The Pakistani government may fall because of US support, or lack of it. Or simply implode from its internal inconsistencies.
The Pak nukes may be captured by the OG’s in such a collapse, or covertly handed over by the ISI in its ascendance. (Remember A Q Khan?) Or spirited away by a brilliant covert op.
None of these outcomes necessarily emerge because of US presence or absence. They are not really within US control. (Though American policymakers cling to that illusion.)

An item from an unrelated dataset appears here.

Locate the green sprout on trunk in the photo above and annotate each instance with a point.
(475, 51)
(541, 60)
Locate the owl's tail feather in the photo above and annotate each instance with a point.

Most important, AfPak is nowhere near as great a strategic threat to the US as another $10 trillion of national debt. American military adventures in west and south Asia appear on course to add $3 trillion plus. A bloated 'defense' budget, corporate welfare and bailouts are on course to add the rest.
When American voters finally figure out how to crunch those numbers, it's turn out the lights time, because the party's over.
Better to bail now.
The above is an update of a response to David Kilcullen’s piece in Small Wars Journal titled, Crunch Time in Afghanistan-Pakistanin which he called a "Prevent, Protect, Build, Hand-Off" strategy the only viable option. I suggested "Option C" -- bail immediately.